Ein nicht renovierter Flügel veranschaulicht das damalige Knastleben in beklemmender Weise. Die Zellen waren winzig, düster und nicht beheizt; pro Trakt gab es lediglich zwei Öfen in den Gängen, die auch nur tagsüber beheizt wurden. Zu lebenslanger Haftstrafe verurteilte Mörder wurden in strikter Einzelhaft gehalten, erhielten pro Mahlzeit nur die halbe Ration und hatten keinen Zugang zu Büchern. Die wenigsten Häftlinge haben das Gefängnis lebend verlassen, denn sie mussten trotz der miserablen Bedingungen harte Arbeit verrichten: Holz fällen, Piers bauen und eine Zugtrasse für die Häftlingseisenbahn, deren Lokomotive heute vor dem Museum steht. Sie trugen damit nicht unwesentlich zum wirtschaftlichen Aufschwung Ushuaias bei.

In den besucherfreundlich grün-weiß renovierten Flügeln des Gefängnisses sind heute Artefakte und Dokumentationen über Ushuaias maritime Vergangenheit ausgestellt. Es ist ein wildes, aber interessantes thematisches Sammelsurium: Das Spektrum reicht von Schiffsmodellen wie Magellans Trinidad, Darwins Beagle und Amundsen Fram über alte Seekarten, Zeichnungen der antarktischen Tierwelt und Schriftstücken der Pioniere der geographischen Erforschung der Region bis hin zu ausgestopften Pinguinen und Seevögeln.

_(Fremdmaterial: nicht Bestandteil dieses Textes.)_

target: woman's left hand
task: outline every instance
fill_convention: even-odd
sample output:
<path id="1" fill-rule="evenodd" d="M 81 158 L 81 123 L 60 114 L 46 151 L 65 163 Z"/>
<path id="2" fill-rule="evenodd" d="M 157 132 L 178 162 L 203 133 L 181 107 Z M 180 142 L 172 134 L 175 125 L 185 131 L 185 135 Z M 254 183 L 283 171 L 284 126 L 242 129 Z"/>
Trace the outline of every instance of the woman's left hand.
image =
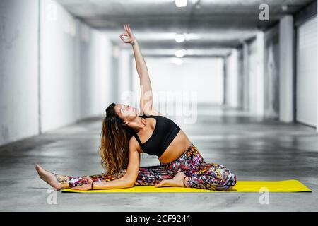
<path id="1" fill-rule="evenodd" d="M 87 180 L 87 184 L 83 184 L 83 185 L 81 185 L 81 186 L 74 186 L 73 188 L 71 188 L 71 189 L 81 190 L 81 191 L 91 190 L 93 179 L 91 178 L 87 177 L 82 177 Z"/>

Trotzdem, wir sind froh, als wir wieder entlassen und draußen sind :-)!

Ushuaia

Es wird Abend und wir haben schon fast das Ende der „Straße zum Ende der Welt“ erreicht. Wir möchten ausgeruht in Ushuaia ankommen und suchen uns einen ruhigen Stellplatz im Wald einige Kilometer oberhalb der Stadt. Über Nacht fällt Schnee und am Morgen sind nur wenige Hundert Meter über uns die Bergflanken weiß gepudert.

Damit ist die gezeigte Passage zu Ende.